Table 2. Survival outcomes in the KRd and R patient groups*

Figure 3. Response outcomes* 

CR, complete response; MRD, measurable residual disease; KRd, carfilzomib, lenalidomide and dexamethasone; R, lenalidomide monotherapy.
*Adapted from Dytfeld, et al.¹

Safety

Grade 1/2 adverse events (AEs) were more common in the KRd group compared with the R group (93% and 83%, respectively).

• The most common Grade 1/2 hematologic AEs were thrombocytopenia, lymphopenia, and anemia (Figure 4).
• The most common Grade 1/2 non-hematologic AEs were upper respiratory tract infection, fever, and aminotransferase increase (Figure 4).

Grade 3/4 AEs occurred in 76% and 73% of patients in the KRd and R group, respectively; these included neutropenia, thrombocytopenia, and lower respiratory tract infection (Figure 5). AEs that led to treatment discontinuation were recorded in 4% of patients in the KRd group and 12% in the R group. Serious AEs were experienced by 28% of patients in the KRd group and 22% in the R group, the most common being lower respiratory tract infection (12% and 3%, respectively).

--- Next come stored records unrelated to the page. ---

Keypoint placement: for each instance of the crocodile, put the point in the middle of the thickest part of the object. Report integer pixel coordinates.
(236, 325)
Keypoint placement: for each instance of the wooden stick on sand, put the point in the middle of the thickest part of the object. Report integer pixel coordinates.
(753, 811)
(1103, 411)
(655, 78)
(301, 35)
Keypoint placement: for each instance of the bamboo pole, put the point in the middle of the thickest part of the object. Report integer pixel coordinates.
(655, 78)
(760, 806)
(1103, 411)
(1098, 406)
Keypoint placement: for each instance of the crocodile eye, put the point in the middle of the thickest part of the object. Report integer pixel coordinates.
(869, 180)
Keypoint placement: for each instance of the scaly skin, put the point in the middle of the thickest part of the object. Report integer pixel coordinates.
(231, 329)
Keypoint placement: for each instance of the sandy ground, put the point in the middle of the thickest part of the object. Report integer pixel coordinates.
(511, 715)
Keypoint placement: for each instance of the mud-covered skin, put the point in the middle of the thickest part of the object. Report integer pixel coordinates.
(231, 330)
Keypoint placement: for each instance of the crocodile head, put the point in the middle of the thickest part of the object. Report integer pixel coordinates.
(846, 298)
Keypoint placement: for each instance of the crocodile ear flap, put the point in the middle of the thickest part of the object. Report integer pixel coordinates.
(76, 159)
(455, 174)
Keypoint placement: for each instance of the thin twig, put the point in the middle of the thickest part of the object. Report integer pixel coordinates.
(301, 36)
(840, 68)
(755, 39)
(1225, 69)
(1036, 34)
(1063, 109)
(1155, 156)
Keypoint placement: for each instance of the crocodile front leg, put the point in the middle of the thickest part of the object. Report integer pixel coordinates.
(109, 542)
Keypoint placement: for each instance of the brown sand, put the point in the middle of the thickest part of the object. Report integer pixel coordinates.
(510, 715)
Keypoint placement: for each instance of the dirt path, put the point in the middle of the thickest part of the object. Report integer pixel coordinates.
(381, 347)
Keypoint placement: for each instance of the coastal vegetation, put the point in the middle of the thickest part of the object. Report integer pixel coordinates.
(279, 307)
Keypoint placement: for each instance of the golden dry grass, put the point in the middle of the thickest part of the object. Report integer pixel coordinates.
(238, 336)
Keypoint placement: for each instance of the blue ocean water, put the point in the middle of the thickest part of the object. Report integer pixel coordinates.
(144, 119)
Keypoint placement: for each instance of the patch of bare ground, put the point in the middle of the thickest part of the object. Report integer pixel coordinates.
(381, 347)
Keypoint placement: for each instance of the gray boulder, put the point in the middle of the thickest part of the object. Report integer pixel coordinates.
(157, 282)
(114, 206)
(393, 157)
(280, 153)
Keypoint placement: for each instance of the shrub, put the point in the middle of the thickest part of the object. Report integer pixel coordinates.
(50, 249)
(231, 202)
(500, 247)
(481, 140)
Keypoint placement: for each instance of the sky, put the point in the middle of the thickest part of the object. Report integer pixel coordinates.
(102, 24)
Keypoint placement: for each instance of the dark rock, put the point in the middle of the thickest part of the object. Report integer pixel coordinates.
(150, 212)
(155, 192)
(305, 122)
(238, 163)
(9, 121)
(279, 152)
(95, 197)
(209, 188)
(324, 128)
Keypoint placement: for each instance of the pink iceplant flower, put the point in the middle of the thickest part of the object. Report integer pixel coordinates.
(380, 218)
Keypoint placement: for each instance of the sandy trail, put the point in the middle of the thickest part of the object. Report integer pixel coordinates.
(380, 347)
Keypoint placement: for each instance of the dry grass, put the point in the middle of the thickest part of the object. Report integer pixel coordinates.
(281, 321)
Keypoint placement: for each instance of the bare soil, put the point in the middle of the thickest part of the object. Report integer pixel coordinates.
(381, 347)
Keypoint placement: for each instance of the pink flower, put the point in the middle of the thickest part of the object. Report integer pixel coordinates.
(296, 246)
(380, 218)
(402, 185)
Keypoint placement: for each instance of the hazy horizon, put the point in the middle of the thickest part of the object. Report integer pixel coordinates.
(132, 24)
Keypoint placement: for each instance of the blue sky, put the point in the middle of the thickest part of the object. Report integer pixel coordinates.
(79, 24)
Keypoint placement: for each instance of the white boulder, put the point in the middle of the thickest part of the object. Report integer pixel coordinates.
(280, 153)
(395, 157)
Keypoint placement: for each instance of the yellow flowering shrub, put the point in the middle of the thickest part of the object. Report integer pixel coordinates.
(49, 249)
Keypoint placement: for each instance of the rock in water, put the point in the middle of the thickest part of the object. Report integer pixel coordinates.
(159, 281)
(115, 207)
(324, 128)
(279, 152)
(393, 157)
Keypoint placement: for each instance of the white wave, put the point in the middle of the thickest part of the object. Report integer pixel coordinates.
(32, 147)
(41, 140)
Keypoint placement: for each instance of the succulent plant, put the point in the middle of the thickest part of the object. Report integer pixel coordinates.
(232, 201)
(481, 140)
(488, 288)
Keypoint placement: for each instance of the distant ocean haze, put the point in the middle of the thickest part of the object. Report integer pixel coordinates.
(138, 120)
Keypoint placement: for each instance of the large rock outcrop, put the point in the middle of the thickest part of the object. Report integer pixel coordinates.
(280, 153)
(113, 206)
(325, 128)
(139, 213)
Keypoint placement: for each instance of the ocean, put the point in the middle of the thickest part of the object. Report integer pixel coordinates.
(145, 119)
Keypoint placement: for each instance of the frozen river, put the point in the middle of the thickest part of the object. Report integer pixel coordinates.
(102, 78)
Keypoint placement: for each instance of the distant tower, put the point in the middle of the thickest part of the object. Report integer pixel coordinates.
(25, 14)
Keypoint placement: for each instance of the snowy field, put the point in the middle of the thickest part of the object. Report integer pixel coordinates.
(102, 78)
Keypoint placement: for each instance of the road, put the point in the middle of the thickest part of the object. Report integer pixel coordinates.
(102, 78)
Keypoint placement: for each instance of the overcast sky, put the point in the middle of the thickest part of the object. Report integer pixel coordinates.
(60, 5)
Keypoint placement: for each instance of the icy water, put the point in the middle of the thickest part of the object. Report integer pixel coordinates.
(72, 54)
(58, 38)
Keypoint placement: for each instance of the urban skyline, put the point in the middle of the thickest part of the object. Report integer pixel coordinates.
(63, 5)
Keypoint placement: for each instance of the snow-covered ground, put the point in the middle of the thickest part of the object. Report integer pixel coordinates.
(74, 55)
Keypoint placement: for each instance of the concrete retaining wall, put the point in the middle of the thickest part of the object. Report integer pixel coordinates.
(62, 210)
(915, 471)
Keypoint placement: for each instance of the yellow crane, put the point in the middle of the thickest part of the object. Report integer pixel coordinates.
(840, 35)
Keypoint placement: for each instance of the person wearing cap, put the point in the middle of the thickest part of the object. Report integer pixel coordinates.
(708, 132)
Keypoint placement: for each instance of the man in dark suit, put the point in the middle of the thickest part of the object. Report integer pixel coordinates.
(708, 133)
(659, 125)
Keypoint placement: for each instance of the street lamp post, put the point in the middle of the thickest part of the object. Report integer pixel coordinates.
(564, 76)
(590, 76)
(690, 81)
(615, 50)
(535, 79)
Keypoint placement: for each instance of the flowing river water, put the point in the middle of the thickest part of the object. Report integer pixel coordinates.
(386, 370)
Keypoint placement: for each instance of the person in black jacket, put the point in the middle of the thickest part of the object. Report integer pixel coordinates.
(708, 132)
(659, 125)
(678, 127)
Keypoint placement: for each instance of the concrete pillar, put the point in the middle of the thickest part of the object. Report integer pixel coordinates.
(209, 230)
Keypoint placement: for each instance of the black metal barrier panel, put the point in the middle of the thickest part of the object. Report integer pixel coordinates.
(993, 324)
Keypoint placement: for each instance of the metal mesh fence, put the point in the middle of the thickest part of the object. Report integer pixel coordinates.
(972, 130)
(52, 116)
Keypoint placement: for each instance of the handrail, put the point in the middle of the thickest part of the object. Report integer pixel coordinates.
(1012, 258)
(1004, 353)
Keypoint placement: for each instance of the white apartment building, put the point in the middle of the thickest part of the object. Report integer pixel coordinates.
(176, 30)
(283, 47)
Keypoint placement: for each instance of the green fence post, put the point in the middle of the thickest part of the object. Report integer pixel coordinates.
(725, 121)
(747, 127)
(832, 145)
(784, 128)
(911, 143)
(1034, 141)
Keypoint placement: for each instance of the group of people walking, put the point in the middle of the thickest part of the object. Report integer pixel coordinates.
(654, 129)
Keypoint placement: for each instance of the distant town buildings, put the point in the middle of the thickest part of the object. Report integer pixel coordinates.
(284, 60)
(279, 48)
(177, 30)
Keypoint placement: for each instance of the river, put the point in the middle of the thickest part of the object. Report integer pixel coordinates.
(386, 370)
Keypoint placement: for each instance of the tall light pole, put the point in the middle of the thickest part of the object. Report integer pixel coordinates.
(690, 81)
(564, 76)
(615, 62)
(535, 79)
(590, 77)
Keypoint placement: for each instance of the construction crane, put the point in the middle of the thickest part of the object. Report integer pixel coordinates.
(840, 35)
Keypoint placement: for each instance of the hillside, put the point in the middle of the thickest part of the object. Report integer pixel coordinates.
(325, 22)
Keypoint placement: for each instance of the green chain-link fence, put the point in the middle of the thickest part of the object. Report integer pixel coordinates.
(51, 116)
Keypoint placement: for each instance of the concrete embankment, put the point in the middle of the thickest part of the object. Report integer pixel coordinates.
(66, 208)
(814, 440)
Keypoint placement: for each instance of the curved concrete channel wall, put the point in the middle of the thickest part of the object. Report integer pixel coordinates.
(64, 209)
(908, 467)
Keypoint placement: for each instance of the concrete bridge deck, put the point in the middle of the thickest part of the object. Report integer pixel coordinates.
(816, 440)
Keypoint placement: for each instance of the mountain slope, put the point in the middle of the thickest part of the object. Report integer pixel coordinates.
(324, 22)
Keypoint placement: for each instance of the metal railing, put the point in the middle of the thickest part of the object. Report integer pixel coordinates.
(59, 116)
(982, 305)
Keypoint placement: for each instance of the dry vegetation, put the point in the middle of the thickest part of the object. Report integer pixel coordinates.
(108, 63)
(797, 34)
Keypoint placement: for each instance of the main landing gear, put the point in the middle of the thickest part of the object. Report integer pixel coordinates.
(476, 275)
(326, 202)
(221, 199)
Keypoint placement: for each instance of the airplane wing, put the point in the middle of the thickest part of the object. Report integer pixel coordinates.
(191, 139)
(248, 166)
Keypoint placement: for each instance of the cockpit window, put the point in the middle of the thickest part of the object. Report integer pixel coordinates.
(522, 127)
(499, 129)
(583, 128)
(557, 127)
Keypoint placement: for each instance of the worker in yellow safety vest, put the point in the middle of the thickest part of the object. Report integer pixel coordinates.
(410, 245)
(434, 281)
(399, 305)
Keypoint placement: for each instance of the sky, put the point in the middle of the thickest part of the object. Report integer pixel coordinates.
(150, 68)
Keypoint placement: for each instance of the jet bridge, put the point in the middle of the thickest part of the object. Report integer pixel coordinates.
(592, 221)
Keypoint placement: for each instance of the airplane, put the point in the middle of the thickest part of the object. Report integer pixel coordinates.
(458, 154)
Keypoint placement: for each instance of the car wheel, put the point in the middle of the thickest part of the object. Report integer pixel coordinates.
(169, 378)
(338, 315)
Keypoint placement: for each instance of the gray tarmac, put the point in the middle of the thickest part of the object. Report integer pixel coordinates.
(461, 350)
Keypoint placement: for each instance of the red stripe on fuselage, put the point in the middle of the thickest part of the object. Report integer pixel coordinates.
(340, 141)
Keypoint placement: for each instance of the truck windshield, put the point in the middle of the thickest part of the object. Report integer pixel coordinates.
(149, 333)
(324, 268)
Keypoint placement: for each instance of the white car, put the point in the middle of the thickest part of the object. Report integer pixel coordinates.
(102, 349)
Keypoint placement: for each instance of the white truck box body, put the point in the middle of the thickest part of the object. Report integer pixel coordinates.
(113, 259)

There was one treatment-related death, this was due to respiratory failure from pneumonia experienced by a patient in the KRd group. Two patients treated in the KRd group and one patient in the R group recorded secondary primary malignancies.

Figure 4. Most common Grade 1/2 hematologic and non-hematologic AEs in patients from the KRd and R groups combined* 

AE, adverse event; KRd, carfilzomib, lenalidomide, and dexamethasone; R, lenalidomide monotherapy; URTI, upper respiratory tract infection.
*Adapted from Dytfeld, et al.¹

Figure 5. Most common Grade 3/4 AEs in the KRd and R groups combined* 

AE, adverse event; KRd, carfilzomib, lenalidomide, and dexamethasone; LRTI, lower respiratory tract infection; R, lenalidomide monotherapy.
*Adapted from Dytfeld, et al.¹

Conclusion

Overall, these findings outline the potential of KRd as a treatment for patients with NDMM. After 6 cycles of therapy, a higher percentage of patients achieved negative MRD-status and longer PFS in the combination group compared with lenalidomide-only treatment. The authors noted several limitations of this study, including the interim nature of the analysis and the low number of patients; although sufficient for the evalution of PFS, low patient numbers prevented statistical analysis among subgroups. Longer follow-up and MRD monitoring will further elucidate the efficacy of triplet-based maintenance and the safety of MRD-guided treatment reduction.